São Paulo – O nível de emprego na indústria paulista só deverá voltar a crescer a partir de 2004. Mas isso desde que em 2003 se consolide uma reação da economia, o que faria o próximo ano ‘‘abrir espaço’’ para a retomada de contratações.
  Foi essa a avaliação apresentada otnem pela Fiesp (Federação das Indústrias do Estado de São Paulo), com base no relatório do nível de emprego de novembro. No mês passado, o emprego na indústria paulista recuou 0,05%, percentual considerado estável, depois de cinco meses seguidos de queda. Foram fechados 818 postos de trabalho. Em outubro, a variação negativa havia sido de 0,58% -menos 8.938 postos.
  ‘‘A melhora em relação aos meses anteriores é inegável. Mas uma grande parte desse resultado é temporário, ligado ao movimento de final de ano. Não há nenhum caráter permanente’’, disse Clarice Messer, diretora da Fiesp, para quem houve um deslocamento do nível de atividade, que deveria ter começado a se intensificar em agosto e setembro, para os meses de final de ano, em virtude das incertezas provocadas pelas eleições.
  No acumulado de 2002, a indústria paulista acumula queda de 3,94% no nível de emprego. Colocado em número absolutos significa a perda de 61.468 postos de trabalho. Como a própria Fiesp admite que uma ‘‘mudança (para melhor) será irrisória’’ em dezembro, 2002 deverá contabilizar a maior queda de nível de emprego desde 1999. Naquele ano, foram fechadas 59.106 vagas.

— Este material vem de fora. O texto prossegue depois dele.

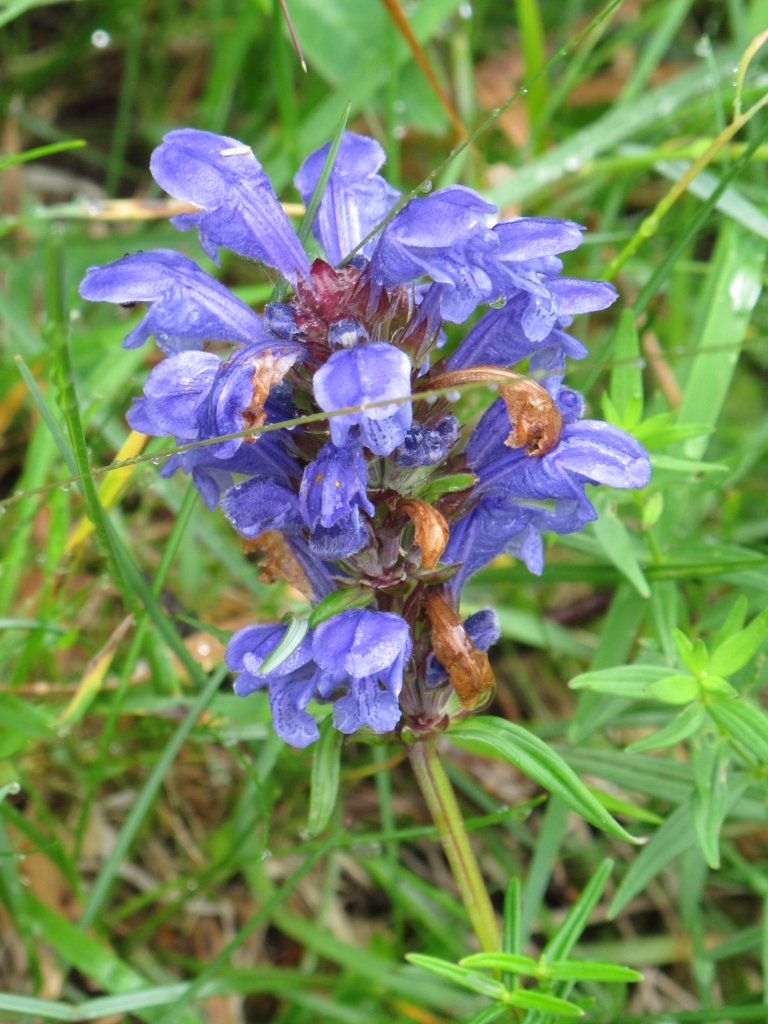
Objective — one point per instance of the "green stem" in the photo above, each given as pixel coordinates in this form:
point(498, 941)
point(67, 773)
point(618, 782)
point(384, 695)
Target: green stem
point(440, 799)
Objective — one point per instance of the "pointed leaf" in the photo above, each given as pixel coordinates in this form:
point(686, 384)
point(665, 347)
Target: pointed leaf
point(624, 681)
point(338, 601)
point(512, 963)
point(532, 757)
point(734, 652)
point(325, 778)
point(460, 975)
point(675, 689)
point(681, 727)
point(745, 723)
point(297, 630)
point(531, 998)
point(590, 971)
point(617, 545)
point(578, 916)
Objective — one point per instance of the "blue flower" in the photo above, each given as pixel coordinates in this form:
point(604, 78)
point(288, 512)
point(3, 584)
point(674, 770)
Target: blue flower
point(333, 484)
point(428, 445)
point(355, 199)
point(509, 515)
point(375, 373)
point(364, 652)
point(239, 208)
point(262, 503)
point(292, 685)
point(355, 659)
point(443, 237)
point(241, 393)
point(357, 335)
point(186, 306)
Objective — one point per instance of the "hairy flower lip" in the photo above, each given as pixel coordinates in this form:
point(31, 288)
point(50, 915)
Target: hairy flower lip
point(536, 420)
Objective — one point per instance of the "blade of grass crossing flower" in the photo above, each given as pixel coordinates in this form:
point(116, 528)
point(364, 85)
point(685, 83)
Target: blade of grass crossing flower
point(305, 226)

  ‘‘Em 2003, poderemos ter um crescimento do PIB de 2%, 2,5%. Significaria a atividade industrial crescendo 2,5%, 3%. Esse desempenho gera emprego? Não. Para a indústria voltar a contratar de forma contundente é preciso expansão no setor de 4%’’, disse Clarice.
  Sua avaliação coincide com a feita dias atrás pelo Dieese. Os economistas da entidade consideram que o primeiro semestre de 2003 será ‘‘nervoso’’ e que melhora do nível de emprego (geral) somente em 2004.
  Clarice argumentou que as condições para a expansão da economia vão depender da credibilidade do novo governo. Insistiu nos três itens que, segundo a Fiesp, deverão ser determinantes para ‘‘assegurar credibilidade’’: a condução correta das políticas fiscal e monetária, além de uma reforma tributária.